Historic climate agreement: “The spirits of Paris have defeated the ghosts of Copenhagen"

12/14/2015 - 195 states worldwide adopted a breakthrough climate agreement at the UN climate summit in Paris, COP21. Leading scientists from the Potsdam Institute for Climate Impact Research actively participated in the historic meeting that put the world on the path to limiting global warming to well below 2 degrees Celsius and bring down greenhouse-gas emissions to net zero within a few decades. While implementing the treaty will be an enormous challenge, for the first time ever climate stabilization and hence limiting climate risks including weather extremes and sea-level rise comes into reach. It is the beginning, not the end, of a process that now requires rapid implementation strong policy instruments that live up to the aspirations of the agreement.
Historic climate agreement: “The spirits of Paris have defeated the ghosts of Copenhagen"

"The spirits of Paris have defeated the ghosts of Copenhagen,” says PIK director John Schellnhuber, referring to the failure of the climate conference in the Danish capital in 2009. “Reason and moral combined at the COP21 to deliver a historical climate agreement that finally transcends national egotisms. The target of limiting global warming to well below 2 degrees and aiming at 1.5 degrees is more ambitious than expected, yet fully in line with the scientific risk assessment. If sincerely operationalized, the Paris agreement will induce the decarbonization of the world economy by the middle of this century. The current emissions reduction pledges of most countries, the so-called INDCs, however, are insufficient and have to be adapted to the new level of ambition in the next few years. Still, this is a turning point in the human enterprise where the great transformation towards sustainability begins."

Schellnhuber met with the French President Francois Hollande at the Élysée Palace during the summit and along with leading French scientists handed over a climate statement by more than 70 Nobel Laureates. He is an advisor of the German government and the Vatican and has attended about 15 of the 21 “Conferences of the Parties”, the COPs. Numerous informal meetings as well as side-events, for instance with EU science commissioner Carlos Moedas and the German Advisory Board on Global Change (WBGU) marked his Paris trajectory. Schellnhuber also participated in a science press conference that raised great interest at a criticial moment of the negotiations, highlighting what is at stake. He is one of the initiators of The Earth Statement, an appeal to decision makers by eminent scientists united in the Earth League.
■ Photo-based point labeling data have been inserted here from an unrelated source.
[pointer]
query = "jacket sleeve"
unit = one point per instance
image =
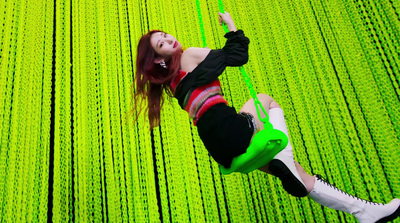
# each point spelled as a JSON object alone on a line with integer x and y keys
{"x": 236, "y": 48}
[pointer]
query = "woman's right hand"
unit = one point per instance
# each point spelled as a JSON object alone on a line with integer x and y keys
{"x": 228, "y": 20}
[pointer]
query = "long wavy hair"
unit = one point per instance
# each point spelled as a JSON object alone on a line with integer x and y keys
{"x": 151, "y": 80}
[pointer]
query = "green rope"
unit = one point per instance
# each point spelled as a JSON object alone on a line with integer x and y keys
{"x": 267, "y": 124}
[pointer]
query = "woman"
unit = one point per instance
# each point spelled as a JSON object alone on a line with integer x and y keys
{"x": 192, "y": 77}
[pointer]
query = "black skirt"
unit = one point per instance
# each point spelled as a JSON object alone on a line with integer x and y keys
{"x": 225, "y": 133}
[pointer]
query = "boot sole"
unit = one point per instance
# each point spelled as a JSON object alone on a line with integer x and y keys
{"x": 390, "y": 217}
{"x": 289, "y": 181}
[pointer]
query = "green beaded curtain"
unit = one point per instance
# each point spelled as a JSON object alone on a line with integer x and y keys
{"x": 68, "y": 153}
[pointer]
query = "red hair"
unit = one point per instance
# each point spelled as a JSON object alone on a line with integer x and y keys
{"x": 151, "y": 80}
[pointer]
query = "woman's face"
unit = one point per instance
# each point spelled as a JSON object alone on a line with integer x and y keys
{"x": 164, "y": 44}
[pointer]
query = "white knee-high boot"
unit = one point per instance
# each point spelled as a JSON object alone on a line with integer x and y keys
{"x": 282, "y": 166}
{"x": 365, "y": 211}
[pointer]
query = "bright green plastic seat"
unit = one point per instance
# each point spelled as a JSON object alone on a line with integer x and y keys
{"x": 263, "y": 148}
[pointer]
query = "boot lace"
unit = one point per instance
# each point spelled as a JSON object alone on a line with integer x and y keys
{"x": 323, "y": 180}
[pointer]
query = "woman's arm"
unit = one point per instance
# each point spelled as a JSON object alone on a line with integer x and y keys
{"x": 192, "y": 57}
{"x": 228, "y": 20}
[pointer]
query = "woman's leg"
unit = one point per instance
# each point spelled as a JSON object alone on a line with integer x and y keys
{"x": 297, "y": 183}
{"x": 318, "y": 189}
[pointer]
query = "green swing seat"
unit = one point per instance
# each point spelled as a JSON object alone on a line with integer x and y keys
{"x": 263, "y": 148}
{"x": 266, "y": 143}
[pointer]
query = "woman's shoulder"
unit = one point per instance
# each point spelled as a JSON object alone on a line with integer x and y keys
{"x": 192, "y": 57}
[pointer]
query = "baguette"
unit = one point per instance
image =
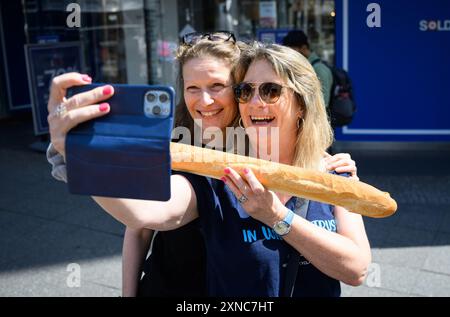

"The Paris Agreement is a breakthrough. Earth's fate now depends on how fast and how strong we implement policy instruments to actually reach the great target of strictly limiting global temperature increase and the resulting climate risks,” says PIK’s chief economist Ottmar Edenhofer. “The Paris agreement explicitly acknowledges that the current emission reduction pledges, the so-called INDCs, will lead to increasing global emissions by 2030. Nevertheless, the aspirational goal of staying below 2°C of the Paris Agreement is not consistent with the pledges unless deep emission cuts at rates of about 6 percent per year between 2030 and 2050 are pursued. We need short-term entry points for climate policies that allow emissions to peak well before 2030. However, the institutional mechanisms in the Paris Agreement for emission reduction rates are vague: The monitoring and review process has to be clearly defined.”

He adds: “The Paris Agreement mentions some short-term entry points: carbon pricing and carbon markets. The G20 should elaborate next steps to implement carbon prices. Financing and transfers provide the means to harmonize these carbon prices. Whoever is building more coal power plants, however, is shutting the door to reaching the two-degree target. We now more than ever need to avoid a global renaissance of coal - so we can transform the treaty into reality, and ultimately a better future for all.” Edenhofer, like Schellnhuber, was a member of the German delegation in Paris. He participated, for instance, in a briefing for German members of parliament and spoke at side events including one  with Stanford University on the future of the IPCC (Intergovernmental Panel on Climate Change), and at many high-ranking discussions about carbon pricing, for instance with the OECD members.

Scientists from PIK in Paris included Anders Levermann, Malte Meinshausen, Ricarda Winkelmann, Elmar Kriegler, Louise Jeffery, Detlef Sprinz, and others. Media worldwide repored extensively about what the scientists said already during COP21, and afterwards about its outcome. The New York Times as well as Süddeutsche Zeitung had John Schellnhuber on their respective front pages, Frankfurter Allgemeine Zeitung as well as People’s Daily from China run interviews with him. TV coverage stretched from ZDF heute to Chinese State Television CCTV. Similarly, Ottmar Edenhofer got quoted in media from German Handelsblatt to major international newswire Bloomberg. Anders Levermann appeared for instance in Russian TV and in Japan’s major economic newspaper Nikkei. On the day after COP21 alone, PIK scientists featured in more than 5000 media worldwide.